4. Preventing Bribery
The trick is to get the visual presence of the food out of the learning picture as soon as possible. For example, when lure-training (think cookie on the dog’s nose and over his head to achieve a sit), you want to get the cookie off his nose just as soon as you see him grasp the physical mechanics of the behavior. At that point, start using the same gesture minus the cookie, and reward the dog with a treat from your pocket once his rear is on the floor. This helps teach the dog the important lesson that he must successfully do the work before you’re willing to dole out the reward.
Another important tip for preventing accidental bribery is to make sure you have your dog’s attention before asking him to do something. Often, people resort to bribery because the dog didn’t respond the first time they asked – but when they asked, the dog wasn’t even paying attention. Try to avoid talking to your dog’s tail end!
Before asking your dog to sit, lie down, or come when you call him, do your best to make sure he’s looking at you. Teach him to respond quickly to his name, so that when he’s distracted, using his name will prompt him to check in, at which point you can ask for the next behavior. You want him to respond to his name with the same enthusiasm that he responds to the words “Do you want a treat?”

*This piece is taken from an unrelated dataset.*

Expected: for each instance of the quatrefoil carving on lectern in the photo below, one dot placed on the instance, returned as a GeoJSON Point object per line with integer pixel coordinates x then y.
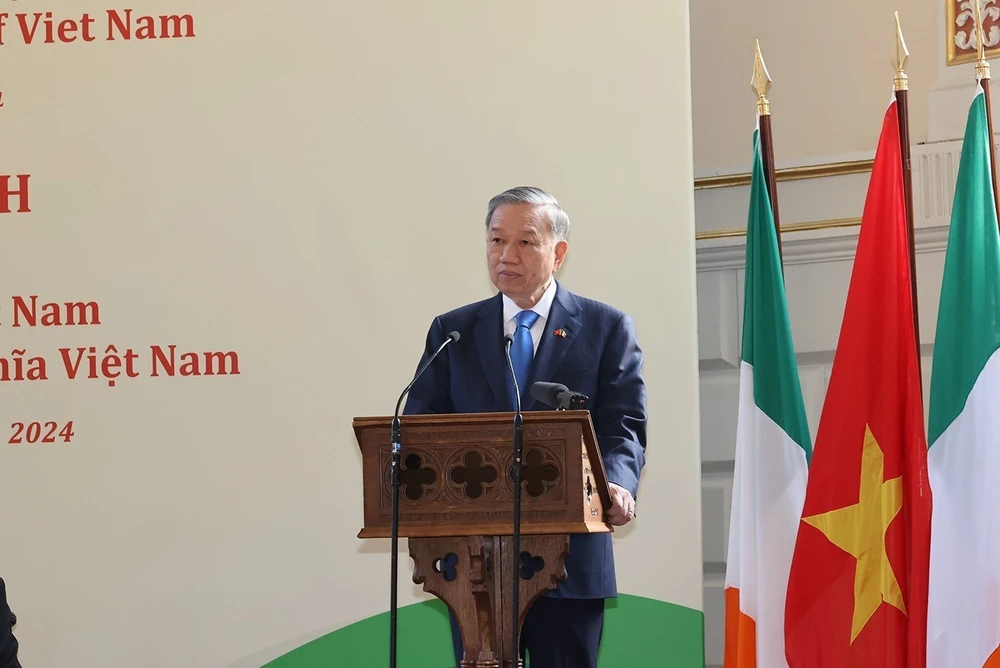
{"type": "Point", "coordinates": [535, 474]}
{"type": "Point", "coordinates": [414, 477]}
{"type": "Point", "coordinates": [474, 476]}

5. Using Life Rewards in Addition to Food Treats
Once your dog is reliably responding to your hand-signals, begin to vary how he gets his rewards. Sometimes use a treat, but often times, use something else he’s telling you he wants – like his leash put on to go for a walk, his favorite toy to be thrown, or an invitation to join you on the couch for snuggle time. By using these types of “life rewards,” you’re teaching your dog that keeping you happy by complying with your requests is the key to opening the door to everything good in his world – not just food treats! This also allows you to use food randomly – as a surprise – which is extremely exciting for dogs, and often motivates them to work even harder.
Tricks of the Trade Treat Tips
- Use soft treats and make them small – about the size of a pea. Small, soft treats can be eaten quickly, which aids in your timing as a trainer. Using small treats allows you to be generous without over-feeding your dog. Dogs don’t care how big each cookie is; they’re more impressed by how many they get.
- Try different types of treats. A dog treat doesn’t have to be labeled as such on the package. Bits of cooked meats, cheese, hotdogs, pasta, dry cereal and even fruits and vegetables can be rewarding to dogs. Experiment to discover what really excites him.
- Remember that what’s exciting at home may fail in comparison to the distracting sights and smells out in public. Save your “extra special’ treats for training in distracting environments.
- Get into the habit of petting your dog as you deliver the treat. Don’t simply be a Pez dispenser. When you consistently pair petting with treats, you raise the value of your touch. Now you have another way to pay your dog: petting!
- If your dog has dietary restrictions and cannot tolerate many foods besides his kibble, you can use kibble for his training. To make it seem more interesting, put some in a baggie with a few chunks of cut up hot dog. The kibble will take on the hot dog smell.
- Don’t overdo it! The goal is to achieve a trained dog – not a trained, yet pudgy pupdog! Consider cutting back a bit on what goes into your dog’s food bowl and/or set aside a portion of his kibble and use that for training.